You may have also noticed that Republicans were more likely to express a view of the Soleimani strike than Democrats or independents, with 5 percent of Trump’s party saying they weren’t sure whether they approved of the strike. That’s compared with 17 percent of Democrats and 29 percent of independents. Unsurprisingly, Republicans who claimed to have heard of Soleimani were more likely to strongly approve of the airstrike than those who say they hadn’t heard of him (77 to 61 percent).
It’s worth noting that suggestions that Trump launched the strike on Iran to distract from impeachment may not have really had that effect at this point. Coverage of impeachment was already fading, given both the holidays and the lull before a Senate trial.
It certainly may be the case that Trump benefits from coverage of tensions with Iran at a time when he would probably rather not have America focused on impeachment. It’s not really the case, though, that the latter was bumped from front pages by the Soleimani strike.

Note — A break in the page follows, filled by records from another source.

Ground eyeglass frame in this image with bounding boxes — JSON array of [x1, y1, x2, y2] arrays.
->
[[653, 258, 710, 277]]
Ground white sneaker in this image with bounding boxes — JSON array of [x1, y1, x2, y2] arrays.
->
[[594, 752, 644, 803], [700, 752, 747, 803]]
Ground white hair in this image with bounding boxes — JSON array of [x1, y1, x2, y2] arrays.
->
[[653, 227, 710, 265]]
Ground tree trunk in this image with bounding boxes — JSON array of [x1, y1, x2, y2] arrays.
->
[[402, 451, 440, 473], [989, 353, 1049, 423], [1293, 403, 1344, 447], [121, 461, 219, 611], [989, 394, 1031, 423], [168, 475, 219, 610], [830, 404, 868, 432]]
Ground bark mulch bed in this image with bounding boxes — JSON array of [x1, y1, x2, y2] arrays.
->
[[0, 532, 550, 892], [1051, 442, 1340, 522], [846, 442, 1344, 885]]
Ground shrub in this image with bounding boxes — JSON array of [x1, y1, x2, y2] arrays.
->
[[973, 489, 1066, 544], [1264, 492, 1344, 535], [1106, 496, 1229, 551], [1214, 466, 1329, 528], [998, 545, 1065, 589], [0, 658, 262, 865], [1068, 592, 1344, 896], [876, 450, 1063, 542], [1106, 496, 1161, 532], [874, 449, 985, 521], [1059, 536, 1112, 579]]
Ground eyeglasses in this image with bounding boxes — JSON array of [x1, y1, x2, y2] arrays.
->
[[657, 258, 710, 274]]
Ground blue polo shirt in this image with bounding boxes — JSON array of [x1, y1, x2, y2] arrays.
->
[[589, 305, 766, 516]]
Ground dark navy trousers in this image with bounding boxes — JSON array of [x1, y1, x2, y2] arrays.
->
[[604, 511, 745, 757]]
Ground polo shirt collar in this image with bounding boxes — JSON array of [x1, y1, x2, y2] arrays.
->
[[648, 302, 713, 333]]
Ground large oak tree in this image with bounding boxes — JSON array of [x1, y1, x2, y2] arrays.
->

What the strike does reveal, though, is the extent to which Trump gets the benefit of the doubt from his party.
HuffPost and YouGov asked another question about the strike that seems as though it would be hard to assess from outside the administration: Did Trump plan carefully enough before launching the strike? Again, Republicans are a lot more likely to say that he did and Democrats to say that he didn’t, despite the opaqueness of the process that went into the decision.
Notice, though, that those Republicans who say they had heard of Soleimani were also much more likely to say that Trump planned carefully than were those who say they hadn’t heard of the Iranian commander.
Either those respondents were attuned to some source of information beyond Fox News that not only discussed Soleimani with some frequency and, perhaps, offered unique insights into Trump’s decision-making before the strike — or those respondents simply support Trump fervently and, dubiously, assert broad familiarity with what he does and whom he does it to.